O Saggiatore foi escrito como uma áspera crítica ao astrônomo jesuíta Horacio Grassi, membro do Collegium Romanum e partidário de Ticho Brahe. Mas não havia em seu texto nada que desafiasse a proibição do Santo Ofício. No mesmo ano de 1623, porém, os ventos viraram subitamente a favor de Galileu. Ninguém menos do que Matteo Barberini, seu grande admirador, acabava de ser eleito papa, adotando o nome de Urbano VIII. Inteligente e culto, mundano e politiqueiro, vaidoso e cínico, Barberini dizia saber mais do que todos os outros cardeais juntos. Em 1616, opôs-se ao decreto do Santo Ofício e intercedeu a favor de Galileu. Em 1620, dedicou-lhe o poema Adulatio Perniciosa (Perigosa Adulação). Depois de eleito papa, chamou-o à sua presença, cumulou-o de favores e manteve com ele seis longas conversações.
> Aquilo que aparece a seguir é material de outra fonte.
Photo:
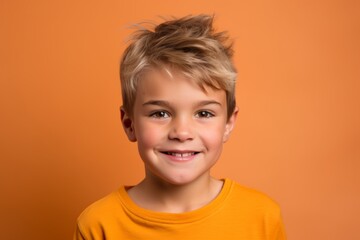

Apesar dos argumentos de Galileu, o novo papa recusou-se a revogar o decreto de 1616. Mas encorajou o cientista a escrever o que quisesse em defesa do sistema copernicano, desde que evitasse argumentos teológicos e o apresentasse como uma hipótese matemática, que, sem ser necessariamente verdadeira, explicava a contento certos fenômenos. Galileu botou mãos à obra e passou seis anos redigindo um novo tratado.